TechSteps is a user-friendly program for students and teachers.  As one who began using TechSteps with limited technological literacy, I found myself quickly grasping each new level of creative instruction. An Activebook, complete with step-by-step instructions, is provided for each grade-level project as well as a rubric for evaluating completed work.

While supervision of our middle school students is an inherent part of our instruction, we often become “moderators” as students instinctively assume instructional roles with classmates.

How We use It:

TechSteps is used at our school to successfully integrate technology into core content classrooms so that “what” and “how” students learn relates to the world around them. Each grade level completes six different projects relevant to language arts, social studies, math, and science. Each grade’s projects build upon previous levels of difficulty so that our students enter high school with a solid assortment of technological skills. They are adept at using Microsoft Office applications, and they can readily collaborate on multimedia projects in and out of the classroom (8th Grade Graduation Ceremony).

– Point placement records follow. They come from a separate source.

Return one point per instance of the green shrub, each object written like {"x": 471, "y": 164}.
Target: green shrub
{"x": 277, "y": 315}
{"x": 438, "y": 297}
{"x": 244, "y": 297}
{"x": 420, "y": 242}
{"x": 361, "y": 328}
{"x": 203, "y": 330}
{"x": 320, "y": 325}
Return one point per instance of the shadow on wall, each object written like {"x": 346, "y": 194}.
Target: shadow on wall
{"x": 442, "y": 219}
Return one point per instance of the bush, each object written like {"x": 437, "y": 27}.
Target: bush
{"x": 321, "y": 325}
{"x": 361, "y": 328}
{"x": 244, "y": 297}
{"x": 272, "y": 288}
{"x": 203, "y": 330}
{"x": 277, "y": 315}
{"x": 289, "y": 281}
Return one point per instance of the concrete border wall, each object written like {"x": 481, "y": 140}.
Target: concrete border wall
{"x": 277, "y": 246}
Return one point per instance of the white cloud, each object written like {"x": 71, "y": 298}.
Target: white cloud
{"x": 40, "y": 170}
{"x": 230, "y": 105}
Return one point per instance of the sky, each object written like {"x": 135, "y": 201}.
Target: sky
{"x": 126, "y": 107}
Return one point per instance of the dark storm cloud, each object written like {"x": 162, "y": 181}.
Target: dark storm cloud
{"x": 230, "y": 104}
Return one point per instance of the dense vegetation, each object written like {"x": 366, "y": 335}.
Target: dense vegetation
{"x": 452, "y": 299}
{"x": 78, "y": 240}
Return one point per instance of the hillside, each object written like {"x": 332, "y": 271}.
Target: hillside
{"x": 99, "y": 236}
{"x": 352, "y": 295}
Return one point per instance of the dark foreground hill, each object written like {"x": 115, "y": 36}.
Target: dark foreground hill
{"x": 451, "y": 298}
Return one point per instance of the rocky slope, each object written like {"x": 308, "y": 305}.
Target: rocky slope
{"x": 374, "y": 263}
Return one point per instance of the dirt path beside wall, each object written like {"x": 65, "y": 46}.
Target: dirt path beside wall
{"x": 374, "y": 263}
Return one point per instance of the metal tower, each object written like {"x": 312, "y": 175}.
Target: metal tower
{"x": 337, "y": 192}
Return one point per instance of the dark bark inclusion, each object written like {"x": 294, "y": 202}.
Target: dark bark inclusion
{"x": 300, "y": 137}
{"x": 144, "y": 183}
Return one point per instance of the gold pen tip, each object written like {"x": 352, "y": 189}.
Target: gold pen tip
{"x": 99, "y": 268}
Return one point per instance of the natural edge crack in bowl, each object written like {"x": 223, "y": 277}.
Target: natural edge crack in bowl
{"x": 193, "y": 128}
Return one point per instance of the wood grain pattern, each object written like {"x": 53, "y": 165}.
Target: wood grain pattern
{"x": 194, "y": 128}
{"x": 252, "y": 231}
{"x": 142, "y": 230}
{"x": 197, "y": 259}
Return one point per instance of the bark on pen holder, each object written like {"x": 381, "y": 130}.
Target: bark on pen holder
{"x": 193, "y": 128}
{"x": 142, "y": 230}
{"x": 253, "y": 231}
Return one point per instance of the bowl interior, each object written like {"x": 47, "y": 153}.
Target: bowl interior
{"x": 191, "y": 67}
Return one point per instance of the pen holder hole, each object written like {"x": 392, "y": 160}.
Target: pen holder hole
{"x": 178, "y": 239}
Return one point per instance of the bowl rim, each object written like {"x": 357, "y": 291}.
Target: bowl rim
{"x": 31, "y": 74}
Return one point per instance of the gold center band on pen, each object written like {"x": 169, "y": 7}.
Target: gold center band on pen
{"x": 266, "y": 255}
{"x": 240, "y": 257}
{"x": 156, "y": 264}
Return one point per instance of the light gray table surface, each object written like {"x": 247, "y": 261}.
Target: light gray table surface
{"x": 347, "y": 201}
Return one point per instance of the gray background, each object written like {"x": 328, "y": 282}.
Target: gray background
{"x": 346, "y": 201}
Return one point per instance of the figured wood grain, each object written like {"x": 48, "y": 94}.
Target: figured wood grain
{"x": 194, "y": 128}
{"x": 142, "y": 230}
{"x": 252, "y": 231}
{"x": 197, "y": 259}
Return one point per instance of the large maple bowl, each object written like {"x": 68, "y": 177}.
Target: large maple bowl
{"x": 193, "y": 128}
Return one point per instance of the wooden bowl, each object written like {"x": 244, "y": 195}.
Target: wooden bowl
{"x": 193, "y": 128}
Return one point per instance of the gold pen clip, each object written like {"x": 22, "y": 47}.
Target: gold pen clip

All students complete written, oral, and visual components that are evaluated as a class grade.  TechSteps provides opportunities for our users to become “digitally savvy” while studying the world around them.

What’s Ahead:

In the future we will continue our partnership with TechSteps. Cross-curricular completion of some projects is planned. For example, my language arts classes will collaborate with our social studies classes to complete a digital story celebrating Veterans Day (shown at a community reception). We will continue to incorporate skills learned through TechSteps to other projects unique to teacher content and style, and, by doing so, we will challenge our students to take their learning to an even higher level.

Reviewer’s Notes:

Due to our high participation, Ritchie County was awarded the K-8 Activity Library as an additional resource to be implemented in our curriculum. This resource provides us with over 150 additional classroom ready technology integration activities to use.